Seorang Wanita yang Ingin Menulis Film Ghibli
Aku lupa film Ghibli mana yang pertama kali aku tonton. Mungkin Spirited Away atau Howl’s Moving Castle. Tapi yang aku ingat adalah perasaan setelahnya—seolah-olah dunia bisa berjalan pelan, dan kesedihan tak lagi terasa terburu-buru.
Ada sesuatu dalam film-film itu yang menyentuhku. Karakter perempuannya jarang bicara banyak, tapi mereka punya dunia dalam diri mereka. Kadang aku merasa mereka adalah versi fiksi dari diriku sendiri—yang lebih tenang, lebih berani berjalan pelan, tapi punya banyak hal yang ingin disampaikan, dengan cara yang sederhana dan lembut.
Sejak itu, aku mulai menonton satu demi satu. Dan entah sejak kapan, aku mulai bertanya-tanya: “Kalau aku bisa menulis filmku sendiri…seperti apa film Ghibli versiku?”
Mungkin judulnya Letters from the Quiet Train. Ceritanya tentang seorang perempuan bernama Umi Tsukino. Dia 25 tahun. Pendiam. Lembut. Setiap hari dia naik kereta yang sama, duduk di kursi dekat jendela, dan membaca buku yang sama berulang-ulang. Bekerja di kantor keuangan, pulang sebelum matahari tenggelam. Tidak ada yang istimewa… dari luar.
Tapi di tas kainnya, ada jurnal kecil. Berisi surat-surat yang tidak pernah dikirim. Untuk seseorang yang pernah mengisi hatinya, untuk masa lalu yang belum selesai, dan untuk dirinya sendiri yang masih mencoba memaafkan.

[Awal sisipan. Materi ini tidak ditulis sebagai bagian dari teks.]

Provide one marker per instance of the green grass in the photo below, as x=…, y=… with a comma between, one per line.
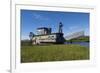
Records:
x=80, y=39
x=42, y=53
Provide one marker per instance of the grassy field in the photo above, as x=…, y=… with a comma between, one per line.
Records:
x=42, y=53
x=80, y=39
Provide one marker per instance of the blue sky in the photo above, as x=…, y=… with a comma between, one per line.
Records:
x=72, y=21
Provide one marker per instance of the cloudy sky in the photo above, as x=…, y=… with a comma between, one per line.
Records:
x=72, y=21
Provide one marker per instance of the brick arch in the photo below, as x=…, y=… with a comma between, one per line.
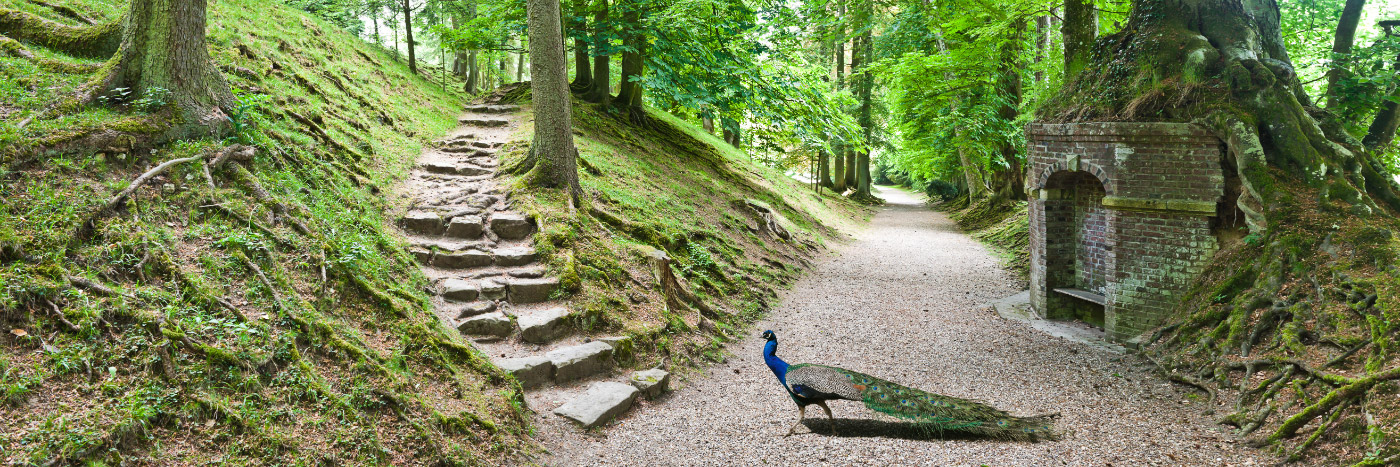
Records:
x=1109, y=188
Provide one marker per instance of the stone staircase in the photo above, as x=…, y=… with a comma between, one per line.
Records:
x=490, y=284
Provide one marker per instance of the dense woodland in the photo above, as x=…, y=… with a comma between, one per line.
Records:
x=1294, y=322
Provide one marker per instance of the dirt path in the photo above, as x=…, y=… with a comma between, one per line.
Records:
x=906, y=301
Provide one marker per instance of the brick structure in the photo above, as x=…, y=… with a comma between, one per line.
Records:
x=1120, y=218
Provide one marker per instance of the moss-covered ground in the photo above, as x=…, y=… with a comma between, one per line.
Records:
x=266, y=318
x=671, y=186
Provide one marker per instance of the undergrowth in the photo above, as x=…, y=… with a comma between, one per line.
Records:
x=1003, y=225
x=259, y=315
x=672, y=188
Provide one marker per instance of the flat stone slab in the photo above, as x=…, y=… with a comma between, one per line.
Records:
x=483, y=122
x=514, y=256
x=487, y=325
x=465, y=227
x=511, y=225
x=531, y=371
x=527, y=271
x=601, y=403
x=462, y=259
x=423, y=223
x=580, y=361
x=459, y=290
x=532, y=290
x=487, y=108
x=651, y=382
x=493, y=290
x=543, y=326
x=476, y=308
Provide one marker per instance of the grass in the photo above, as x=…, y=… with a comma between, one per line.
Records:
x=674, y=188
x=329, y=355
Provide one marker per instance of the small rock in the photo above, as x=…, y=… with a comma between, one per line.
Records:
x=487, y=325
x=541, y=327
x=529, y=371
x=651, y=382
x=511, y=225
x=580, y=361
x=601, y=403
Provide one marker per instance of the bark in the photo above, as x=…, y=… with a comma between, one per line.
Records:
x=601, y=91
x=1080, y=30
x=552, y=155
x=90, y=42
x=408, y=28
x=164, y=48
x=629, y=95
x=867, y=84
x=1011, y=179
x=1341, y=44
x=583, y=73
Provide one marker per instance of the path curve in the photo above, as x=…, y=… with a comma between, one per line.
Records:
x=906, y=301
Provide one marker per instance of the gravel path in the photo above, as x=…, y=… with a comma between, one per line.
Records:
x=906, y=301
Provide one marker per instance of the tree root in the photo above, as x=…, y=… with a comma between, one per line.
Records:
x=90, y=42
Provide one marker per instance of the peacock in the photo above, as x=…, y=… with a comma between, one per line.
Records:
x=808, y=383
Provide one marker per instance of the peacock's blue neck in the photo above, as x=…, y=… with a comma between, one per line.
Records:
x=776, y=364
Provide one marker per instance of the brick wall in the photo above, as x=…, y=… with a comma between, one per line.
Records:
x=1122, y=210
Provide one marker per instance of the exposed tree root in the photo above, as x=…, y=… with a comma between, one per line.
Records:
x=93, y=42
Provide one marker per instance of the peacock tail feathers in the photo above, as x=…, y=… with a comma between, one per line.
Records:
x=934, y=411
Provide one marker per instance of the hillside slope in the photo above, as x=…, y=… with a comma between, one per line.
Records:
x=262, y=313
x=669, y=186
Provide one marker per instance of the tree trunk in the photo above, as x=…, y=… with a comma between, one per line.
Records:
x=867, y=83
x=553, y=158
x=823, y=168
x=408, y=28
x=1011, y=179
x=164, y=48
x=1080, y=30
x=1341, y=46
x=601, y=91
x=583, y=74
x=629, y=97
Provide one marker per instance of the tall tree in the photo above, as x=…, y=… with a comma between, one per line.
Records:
x=553, y=160
x=1080, y=28
x=1341, y=46
x=163, y=48
x=408, y=28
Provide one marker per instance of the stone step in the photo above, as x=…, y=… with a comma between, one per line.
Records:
x=486, y=122
x=487, y=108
x=601, y=403
x=494, y=323
x=543, y=326
x=465, y=227
x=580, y=361
x=651, y=383
x=511, y=225
x=531, y=290
x=423, y=223
x=448, y=168
x=531, y=371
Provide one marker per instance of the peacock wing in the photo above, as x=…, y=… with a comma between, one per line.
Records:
x=826, y=381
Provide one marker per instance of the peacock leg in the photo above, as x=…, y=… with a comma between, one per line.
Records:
x=801, y=413
x=829, y=415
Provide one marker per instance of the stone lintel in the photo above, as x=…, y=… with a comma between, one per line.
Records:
x=1171, y=206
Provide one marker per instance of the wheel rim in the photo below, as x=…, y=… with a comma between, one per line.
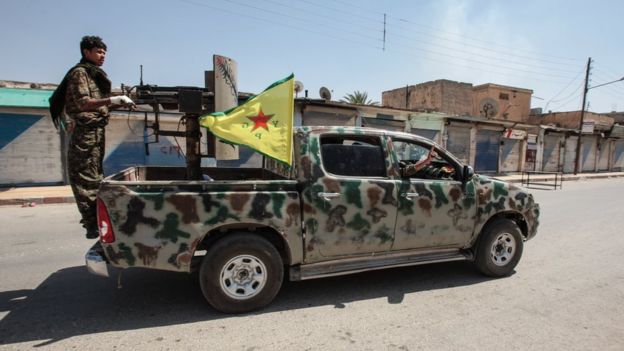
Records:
x=243, y=277
x=503, y=249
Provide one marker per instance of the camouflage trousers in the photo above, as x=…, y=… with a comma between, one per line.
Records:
x=84, y=162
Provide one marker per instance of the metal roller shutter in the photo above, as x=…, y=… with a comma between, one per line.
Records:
x=603, y=157
x=458, y=143
x=618, y=156
x=427, y=133
x=589, y=147
x=510, y=155
x=382, y=123
x=552, y=150
x=569, y=157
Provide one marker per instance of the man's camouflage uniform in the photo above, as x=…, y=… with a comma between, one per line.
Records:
x=86, y=145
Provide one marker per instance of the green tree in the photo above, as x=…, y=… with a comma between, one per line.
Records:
x=359, y=98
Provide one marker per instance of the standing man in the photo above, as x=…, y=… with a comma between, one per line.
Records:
x=84, y=94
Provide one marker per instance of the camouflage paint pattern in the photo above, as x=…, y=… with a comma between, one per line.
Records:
x=161, y=227
x=159, y=224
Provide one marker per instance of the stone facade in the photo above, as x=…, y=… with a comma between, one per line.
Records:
x=501, y=102
x=487, y=100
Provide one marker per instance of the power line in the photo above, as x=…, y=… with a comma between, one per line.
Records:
x=416, y=48
x=296, y=18
x=264, y=21
x=410, y=54
x=560, y=59
x=307, y=12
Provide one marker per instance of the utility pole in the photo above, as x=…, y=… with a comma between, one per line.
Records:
x=578, y=143
x=384, y=48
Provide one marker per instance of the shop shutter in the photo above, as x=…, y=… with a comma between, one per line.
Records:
x=458, y=143
x=589, y=147
x=551, y=158
x=618, y=156
x=486, y=158
x=510, y=155
x=603, y=157
x=427, y=133
x=382, y=123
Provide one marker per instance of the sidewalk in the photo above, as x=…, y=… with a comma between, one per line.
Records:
x=31, y=196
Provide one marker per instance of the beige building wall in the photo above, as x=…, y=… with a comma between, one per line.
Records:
x=501, y=102
x=440, y=95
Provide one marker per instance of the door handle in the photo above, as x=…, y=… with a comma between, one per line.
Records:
x=328, y=196
x=410, y=196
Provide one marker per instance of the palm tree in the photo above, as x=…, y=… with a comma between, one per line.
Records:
x=359, y=98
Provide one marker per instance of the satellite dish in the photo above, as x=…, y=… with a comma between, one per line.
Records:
x=325, y=93
x=298, y=87
x=488, y=108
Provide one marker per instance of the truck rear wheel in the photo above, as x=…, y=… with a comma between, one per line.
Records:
x=240, y=273
x=500, y=248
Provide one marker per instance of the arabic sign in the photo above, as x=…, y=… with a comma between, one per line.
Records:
x=511, y=133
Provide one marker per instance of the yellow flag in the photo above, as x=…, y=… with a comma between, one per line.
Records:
x=264, y=122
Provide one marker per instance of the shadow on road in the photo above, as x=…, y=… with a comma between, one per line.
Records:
x=72, y=302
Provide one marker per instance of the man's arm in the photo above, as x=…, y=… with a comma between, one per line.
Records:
x=415, y=167
x=79, y=89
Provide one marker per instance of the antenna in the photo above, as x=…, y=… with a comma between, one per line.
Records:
x=298, y=87
x=325, y=93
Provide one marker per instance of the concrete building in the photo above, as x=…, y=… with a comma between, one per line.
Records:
x=442, y=95
x=501, y=102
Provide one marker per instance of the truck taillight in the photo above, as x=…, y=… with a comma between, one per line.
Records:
x=106, y=229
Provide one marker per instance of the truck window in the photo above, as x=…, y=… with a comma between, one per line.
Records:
x=353, y=156
x=411, y=153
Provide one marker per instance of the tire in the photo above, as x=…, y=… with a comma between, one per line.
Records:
x=241, y=272
x=500, y=248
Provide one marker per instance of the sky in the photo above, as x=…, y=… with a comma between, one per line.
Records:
x=542, y=45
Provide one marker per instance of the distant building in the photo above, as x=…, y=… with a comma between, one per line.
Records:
x=491, y=101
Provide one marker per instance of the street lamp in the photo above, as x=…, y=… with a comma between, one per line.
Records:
x=578, y=143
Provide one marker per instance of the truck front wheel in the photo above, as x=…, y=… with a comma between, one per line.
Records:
x=240, y=273
x=500, y=248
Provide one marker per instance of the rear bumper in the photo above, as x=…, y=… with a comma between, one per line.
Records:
x=96, y=262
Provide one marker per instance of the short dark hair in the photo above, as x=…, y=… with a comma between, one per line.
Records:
x=89, y=42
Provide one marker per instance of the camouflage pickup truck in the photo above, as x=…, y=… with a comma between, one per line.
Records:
x=347, y=205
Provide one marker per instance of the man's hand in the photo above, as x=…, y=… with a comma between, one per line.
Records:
x=121, y=100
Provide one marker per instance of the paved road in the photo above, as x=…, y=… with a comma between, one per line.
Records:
x=567, y=293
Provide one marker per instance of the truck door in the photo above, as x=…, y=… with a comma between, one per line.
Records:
x=435, y=210
x=350, y=202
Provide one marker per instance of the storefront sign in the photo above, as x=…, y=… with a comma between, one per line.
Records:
x=510, y=133
x=588, y=127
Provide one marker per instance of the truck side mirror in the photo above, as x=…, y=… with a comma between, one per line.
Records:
x=468, y=173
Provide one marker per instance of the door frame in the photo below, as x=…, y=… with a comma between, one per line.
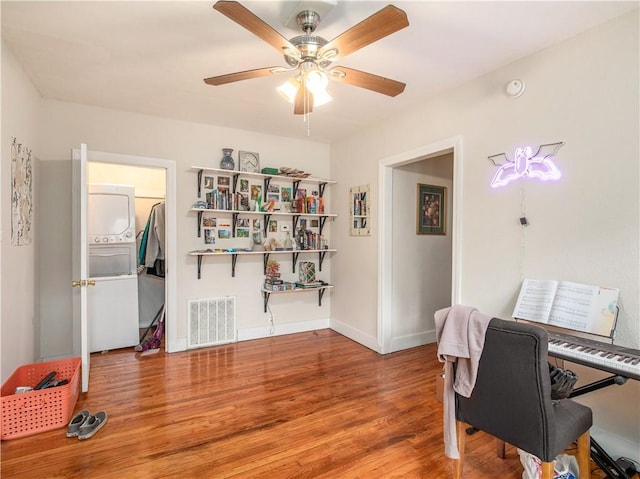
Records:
x=385, y=220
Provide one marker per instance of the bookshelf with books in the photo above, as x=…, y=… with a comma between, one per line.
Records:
x=254, y=210
x=307, y=281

Hingga suatu hari, dia menemukan buku kecil tertinggal di kursi kereta. Isinya sederhana—catatan perjalanan seseorang yang sedang mencari “rumah.” Bukan rumah yang bisa disentuh, tapi rumah dalam bentuk rasa. Rasa aman, rasa diterima, rasa tidak perlu menjelaskan siapa dirinya.
Setiap hari, Umi membaca buku itu lagi. Dan lagi. Halaman-halamannya terasa hidup. Seperti mengenal isi kepalanya. Dan entah bagaimana, buku itu mengubah cara ia melihat dirinya sendiri.
Surat-surat yang ia tulis pun mulai berbeda.
Lebih jujur.
Lebih tenang.
Lebih menerima.
Dan pada akhirnya, ia mengerti: rumah yang ia cari… tidak pernah jauh. Rumah itu adalah dirinya sendiri, saat ia berhenti menghindar dari luka, dan mulai menulis dengan tenang.
Aku tahu film ini mungkin tidak akan pernah dibuat. Tapi membayangkannya saja membuatku tenang. Membayangkan sebuah dunia di mana tidak apa-apa menjadi lembut, tidak apa-apa menjadi sunyi, dan tidak apa-apa belum benar-benar sembuh.
Mungkin karena di dunia nyata, aku juga sedang belajar menulis surat untuk diriku sendiri. Dan berharap suatu hari nanti,
aku juga bisa pulang ke tempat yang paling mengerti diriku—tanpa harus mengubah siapa aku.